Dans son entourage, la formule claque comme une porte qu’on referme à moitié: « un scrutin pour rien ». L’ancien patron de LR entend réduire la portée politique de la consultation, qu’il juge sans effet immédiat sur l’incarnation de la droite en 2027. Autrement dit, on comptera les voix, on commentera les pourcentages, puis la vraie bataille reprendra comme si de rien n’était.

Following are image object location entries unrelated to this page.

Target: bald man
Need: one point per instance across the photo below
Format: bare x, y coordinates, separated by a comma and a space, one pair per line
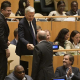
74, 9
42, 67
18, 74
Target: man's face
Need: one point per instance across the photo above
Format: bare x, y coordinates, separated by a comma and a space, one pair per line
6, 12
66, 61
20, 73
29, 16
74, 7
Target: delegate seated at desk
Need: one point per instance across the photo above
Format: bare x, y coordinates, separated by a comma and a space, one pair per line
59, 12
74, 42
66, 71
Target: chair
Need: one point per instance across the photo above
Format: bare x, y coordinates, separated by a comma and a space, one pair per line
46, 9
13, 57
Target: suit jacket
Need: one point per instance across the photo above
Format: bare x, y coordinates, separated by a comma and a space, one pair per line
4, 33
13, 42
42, 67
25, 37
72, 46
69, 13
61, 72
13, 77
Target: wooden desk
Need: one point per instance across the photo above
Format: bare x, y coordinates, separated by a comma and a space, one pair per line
53, 27
57, 61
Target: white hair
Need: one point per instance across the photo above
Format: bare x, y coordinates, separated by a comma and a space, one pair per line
29, 9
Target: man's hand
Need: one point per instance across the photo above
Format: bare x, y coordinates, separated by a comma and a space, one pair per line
8, 43
7, 53
69, 72
30, 46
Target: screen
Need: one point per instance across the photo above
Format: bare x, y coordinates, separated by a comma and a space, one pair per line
58, 79
55, 46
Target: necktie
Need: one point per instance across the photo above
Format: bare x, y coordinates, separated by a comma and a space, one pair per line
32, 34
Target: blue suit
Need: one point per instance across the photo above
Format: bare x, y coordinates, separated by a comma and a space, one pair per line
13, 77
25, 36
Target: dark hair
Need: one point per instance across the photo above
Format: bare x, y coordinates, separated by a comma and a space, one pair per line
74, 2
5, 4
47, 31
71, 58
15, 32
21, 6
61, 36
73, 33
60, 2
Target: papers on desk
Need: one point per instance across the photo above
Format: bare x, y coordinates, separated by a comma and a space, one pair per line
69, 19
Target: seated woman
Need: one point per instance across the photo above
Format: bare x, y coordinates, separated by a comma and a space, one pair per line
62, 39
59, 12
74, 42
22, 5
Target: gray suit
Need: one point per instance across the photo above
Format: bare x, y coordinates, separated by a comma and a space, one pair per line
42, 68
13, 77
70, 13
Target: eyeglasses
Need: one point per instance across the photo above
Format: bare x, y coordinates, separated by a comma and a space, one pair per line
21, 72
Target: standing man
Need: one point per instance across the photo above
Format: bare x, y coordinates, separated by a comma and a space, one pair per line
42, 67
18, 74
4, 33
26, 35
15, 40
66, 71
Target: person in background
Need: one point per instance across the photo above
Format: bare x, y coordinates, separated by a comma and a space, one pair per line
74, 9
18, 74
74, 42
42, 67
26, 35
49, 3
62, 39
22, 5
48, 35
38, 28
59, 12
15, 40
66, 71
4, 42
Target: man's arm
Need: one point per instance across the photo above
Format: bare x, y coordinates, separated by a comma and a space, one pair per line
36, 61
58, 74
3, 43
77, 75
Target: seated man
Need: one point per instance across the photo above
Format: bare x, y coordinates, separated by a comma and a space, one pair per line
66, 71
74, 9
18, 74
14, 41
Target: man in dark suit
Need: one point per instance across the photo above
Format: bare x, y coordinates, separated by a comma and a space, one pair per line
66, 71
26, 35
18, 74
74, 9
15, 40
4, 33
42, 67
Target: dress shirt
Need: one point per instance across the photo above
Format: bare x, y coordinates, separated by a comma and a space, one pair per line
32, 27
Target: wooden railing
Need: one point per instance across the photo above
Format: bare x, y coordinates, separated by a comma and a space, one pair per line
57, 60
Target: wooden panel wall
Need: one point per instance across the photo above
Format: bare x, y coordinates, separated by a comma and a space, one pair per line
54, 30
14, 4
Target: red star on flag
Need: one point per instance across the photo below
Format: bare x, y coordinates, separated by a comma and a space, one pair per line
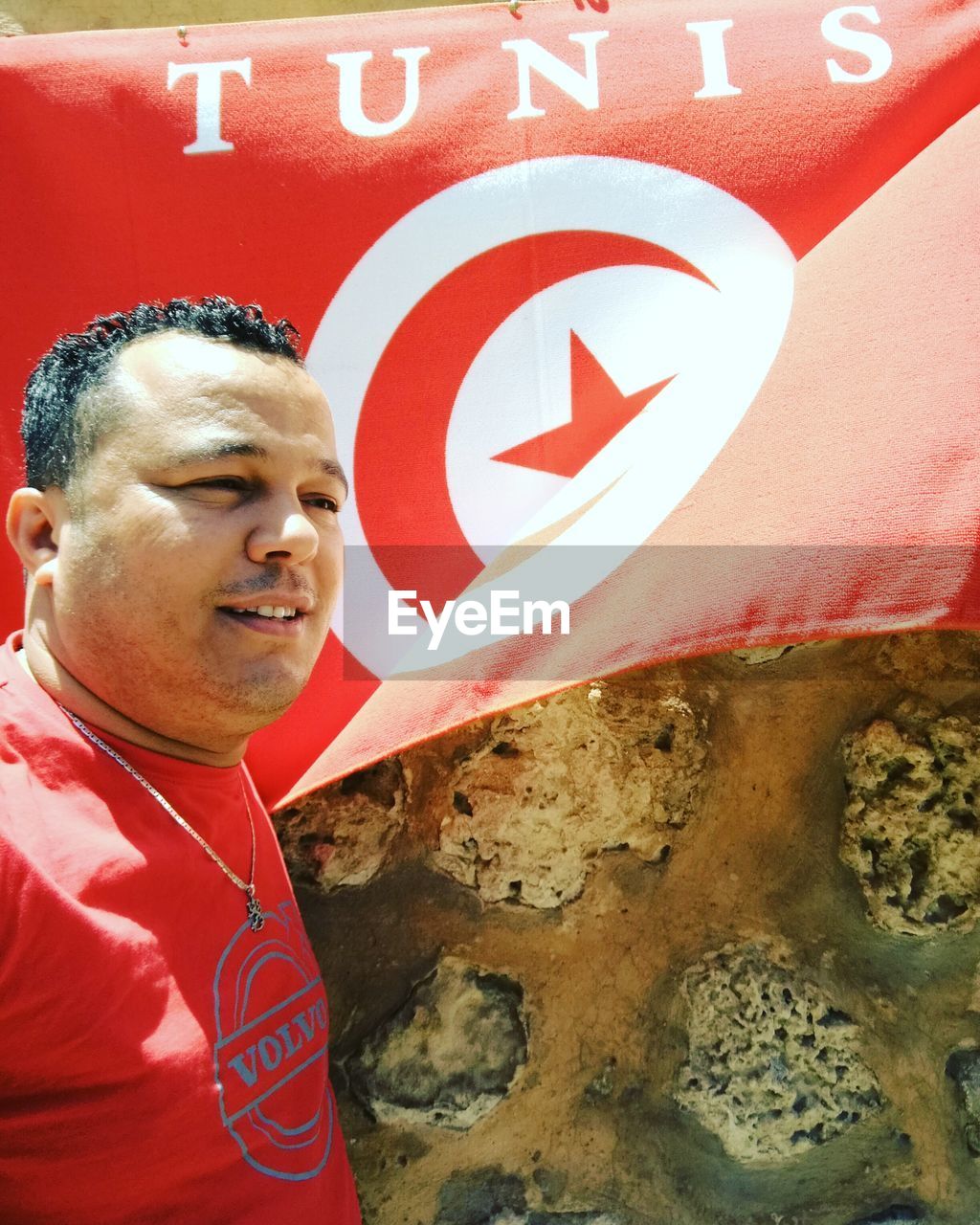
599, 412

Trois options sont proposées aux militants et aucune ne trouve grâce à ses yeux. La primaire fermée lui paraît prématurée, à l’heure où un seul candidat s’est officiellement déclaré, le sénateur Bruno Retailleau. La primaire ouverte ne le convainc pas non plus, faute de périmètre clair, alors que Wauquiez plaide pour une compétition élargie au-delà du seul appareil LR. Quant à la désignation directe par le président du parti, il s’en détourne aussi, dans un contexte où il ne se rallie pas au Vendéen.
Un vote pour mesurer, pas pour choisir
Derrière ce bulletin blanc, il y a une vieille musique à droite: d’abord une ligne, ensuite un chef. LR traverse une période de débats récurrents, entre travail programmatique, clarification stratégique et discussions sur d’éventuelles alliances. Le parti, coincé entre le bloc central et le Rassemblement national, cherche encore la bonne distance, celle qui évite l’effacement sans basculer dans l’imitation.
Reste un traumatisme qui colle aux semelles. Le score de Valérie Pécresse en 2022, 4,78% au premier tour, sert de rappel brutal à chaque réunion: l’incarnation ne se décrète pas, elle se construit et parfois elle se rate. Dans ce décor, Wauquiez laisse entendre qu’un mécanisme de sélection ne remplace ni un récit ni une dynamique, et qu’un vote interne, même très organisé, ne fera pas surgir un candidat incontestable.
Au fond, la consultation du week-end ressemble surtout, à ses yeux, à un test de rapports de force. Elle dira qui pèse quoi, qui suit qui, qui s’impatiente et qui attend. Dimanche soir, LR aura peut-être une méthode, pas forcément un cap, et la droite devra encore trouver comment éviter que 2027 ne se prépare en ordre dispersé.